8.3.3. La Corte cantonale ha concluso che, alla luce dell'esposta valutazione complessiva, la decisione di attribuire alla ricorrente una quota dell'80 % di responsabilità non procedeva da un esercizio abusivo del potere di apprezzamento lasciato dall'art. 32d LPAmb nella ripartizione delle spese.
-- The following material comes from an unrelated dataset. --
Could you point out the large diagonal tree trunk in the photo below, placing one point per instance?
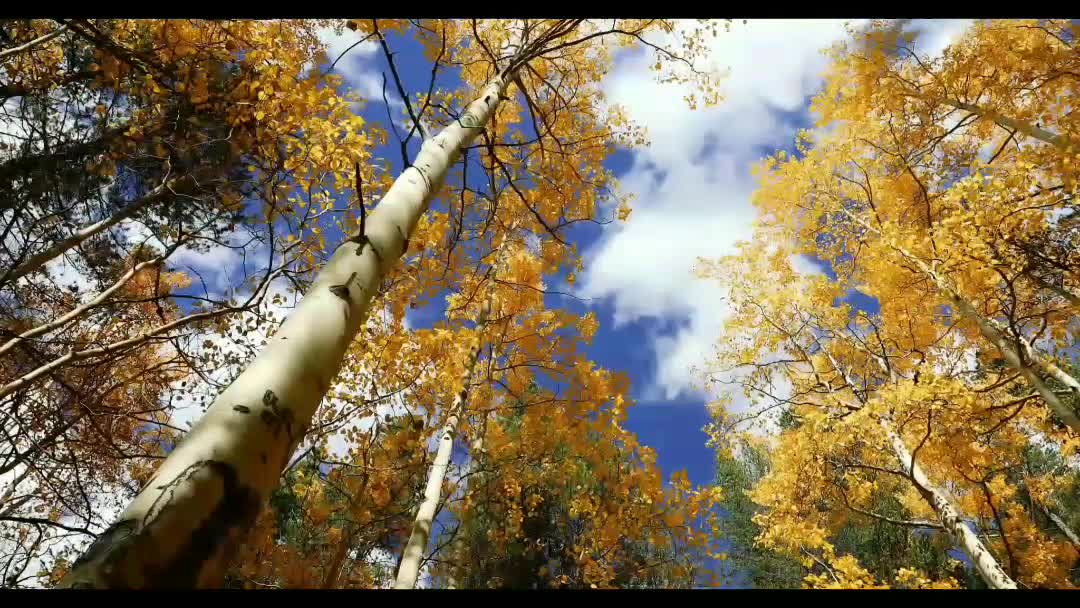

8.4. Con le sue argomentazioni ricorsuali, la ricorrente non si confronta puntualmente con i considerandi della sentenza impugnata, sopra riassunti, e non sostanzia un eccesso o un abuso della Corte cantonale nell'ambito della ripartizione delle spese del risanamento. Essa prospetta genericamente una quota di responsabilità dello Stato maggiore rispetto a quella confermata dalla Corte cantonale a titolo di perturbatore per comportamento (15 %). Parrebbe inoltre invocare una responsabilità dello Stato anche come perturbatore per situazione, quale attuale proprietario del fondo. La ricorrente si scosta tuttavia dagli accertamenti di fatto esposti nella sentenza impugnata, senza censurarli d'arbitrio con una motivazione conforme alle esigenze dell'art. 106 cpv. 2 LTF. Presenta quindi un'argomentazione di natura appellatoria e come tale inammissibile in questa sede. Sostiene che lo Stato avrebbe rilasciato l'autorizzazione a realizzare la discarica in un luogo che avrebbe potuto presentare un rischio d'inquinamento delle acque, essendo oltretutto a conoscenza di un simile pericolo. Disattende tuttavia, che la Corte cantonale ha escluso, spiegandone le ragioni, una responsabilità dello Stato per avere rilasciato il permesso di realizzare la discarica, rispettivamente di depositare gli scarti provenienti dalla raffineria della ricorrente. Ha segnatamente accertato che dagli atti non emergono elementi da cui si possa dedurre che lo Stato avrebbe preso in considerazione ed accettato un rischio d'inquinamento. Né risultava che l'autorizzazione era stata rilasciata in contrasto con determinate disposizioni allora vigenti. La Corte cantonale ha inoltre accertato che, prima di rilasciare il permesso, l'autorità cantonale aveva chiesto alla ricorrente di fornire concrete indicazioni sulla natura e le modalità di smaltimento dei residui solidi. Inoltre, nella prima fase dell'attività (1960-1967), lo Stato era intervenuto almeno in due occasioni nei confronti della ricorrente per imporle il rispetto delle condizioni dell'autorizzazione della discarica (sentenza della Corte cantonale del 23 aprile 2012, consid. 4.4, ribadita nella sentenza del 9 settembre 2025 consid. 5). La ricorrente non si confronta puntualmente con questi accertamenti e valutazioni della Corte cantonale e non li sostanzia quindi d'arbitrio, né fa valere una violazione del diritto con una motivazione conforme alle esposte esigenze.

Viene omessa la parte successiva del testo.